I’m trying to train SAGE in unsupervised setting. I took the code from this example and changes the loss function. In the example they use binary_cross_entropy_with_logits
, but I personally feel more comfortable using cross_entropy
, so I used this loss:
class CrossEntropyLoss2(nn.Module):
def __init__(self, in_features, out_classes):
super().__init__()
self.W = nn.Linear(in_features * 2, out_classes)
def apply_edges(self, edges):
h_u = edges.src['h']
h_v = edges.dst['h']
score = self.W(th.cat([h_u, h_v], 1))
return {'score': score}
def forward(self, block_outputs, pos_graph, neg_graph):
with pos_graph.local_scope():
pos_graph.ndata['h'] = block_outputs
pos_graph.apply_edges(self.apply_edges)
pos_score = pos_graph.edata['score']
with neg_graph.local_scope():
neg_graph.ndata['h'] = block_outputs
neg_graph.apply_edges(self.apply_edges)
neg_score = neg_graph.edata['score']
score = th.cat([pos_score, neg_score], dim=0)
label = th.cat([th.ones(len(pos_score)), th.zeros(len(neg_score))]).long()
loss = F.cross_entropy(score, label)
return loss
I trained the model on the Cora dataset. I want to know what nodes the model predicts to be connected for the node I select, so I write the function which takes one source
node and computes score between this node and all the other nodes:
def get_top2(g, embeddings, W, source, top_k):
if source is None:
source = np.random.choice(g.num_nodes())
print(source)
u = th.full((g.num_nodes(), ), source)
v = th.arange(g.num_nodes())
h_u = embeddings[u]
h_v = embeddings[v]
edge_probas = W(th.cat([h_u, h_v], dim=1)).softmax(dim=1)
class1_probas = edge_probas[:, 1]
h_p, mp_n = class1_probas.topk(top_k, largest=True)
return h_p, mp_n
The result is for every node I choose the model predicts the same nodes with highest values. The values change from node to node, but the order keeps the same .
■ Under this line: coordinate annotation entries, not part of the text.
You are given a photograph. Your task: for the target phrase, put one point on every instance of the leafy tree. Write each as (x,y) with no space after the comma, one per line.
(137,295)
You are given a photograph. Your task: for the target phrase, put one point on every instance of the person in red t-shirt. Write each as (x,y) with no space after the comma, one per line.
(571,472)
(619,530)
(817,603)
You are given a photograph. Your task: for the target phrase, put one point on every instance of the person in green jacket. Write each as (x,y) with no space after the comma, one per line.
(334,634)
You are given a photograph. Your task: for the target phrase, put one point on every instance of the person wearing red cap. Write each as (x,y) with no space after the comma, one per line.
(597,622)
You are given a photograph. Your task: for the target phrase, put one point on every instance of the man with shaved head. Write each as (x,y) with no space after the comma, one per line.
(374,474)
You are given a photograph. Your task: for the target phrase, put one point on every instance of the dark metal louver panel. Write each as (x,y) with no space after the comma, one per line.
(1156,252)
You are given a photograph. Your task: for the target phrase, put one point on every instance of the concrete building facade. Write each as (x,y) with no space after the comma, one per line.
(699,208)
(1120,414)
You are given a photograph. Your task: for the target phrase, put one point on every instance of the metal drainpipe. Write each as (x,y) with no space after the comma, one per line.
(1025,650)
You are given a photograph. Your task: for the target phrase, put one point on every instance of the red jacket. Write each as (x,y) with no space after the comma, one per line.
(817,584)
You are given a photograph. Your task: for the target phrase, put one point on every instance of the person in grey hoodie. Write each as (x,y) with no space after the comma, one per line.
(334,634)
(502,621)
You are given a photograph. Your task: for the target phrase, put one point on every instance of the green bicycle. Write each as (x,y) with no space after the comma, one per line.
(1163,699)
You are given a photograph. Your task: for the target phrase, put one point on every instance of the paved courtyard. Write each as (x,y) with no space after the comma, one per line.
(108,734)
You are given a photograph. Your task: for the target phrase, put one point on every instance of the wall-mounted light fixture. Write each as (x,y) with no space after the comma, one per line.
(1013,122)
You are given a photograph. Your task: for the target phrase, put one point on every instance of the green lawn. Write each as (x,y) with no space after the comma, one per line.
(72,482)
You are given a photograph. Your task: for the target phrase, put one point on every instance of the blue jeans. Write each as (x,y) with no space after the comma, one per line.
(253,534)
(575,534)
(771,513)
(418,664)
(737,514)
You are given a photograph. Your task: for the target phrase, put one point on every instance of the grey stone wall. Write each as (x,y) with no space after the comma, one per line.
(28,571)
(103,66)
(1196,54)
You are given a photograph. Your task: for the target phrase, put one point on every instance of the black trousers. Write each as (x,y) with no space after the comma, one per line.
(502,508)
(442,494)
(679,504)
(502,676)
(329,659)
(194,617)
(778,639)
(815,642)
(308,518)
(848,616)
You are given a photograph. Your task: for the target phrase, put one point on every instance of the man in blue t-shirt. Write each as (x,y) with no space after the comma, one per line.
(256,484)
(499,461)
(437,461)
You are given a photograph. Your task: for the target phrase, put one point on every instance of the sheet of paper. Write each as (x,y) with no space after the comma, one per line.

emb = model.inference(g, nfeat, device, 10000, 1)
get_top2(g, emb, loss_fcn.W, None, 5)
>>> (tensor([0.4923, 0.4912, 0.4902, 0.4896, 0.4894], grad_fn=<TopkBackward>), # this values can change
>>> tensor([ 863, 604, 446, 200, 1535])) # the values and order here is always the same
I got confused and started thinking maybe this is how the model works, but then I found out if I use the loss from the example (the one with binary_cross_entropy_with_logits
) the model gives me different predictions for different nodes.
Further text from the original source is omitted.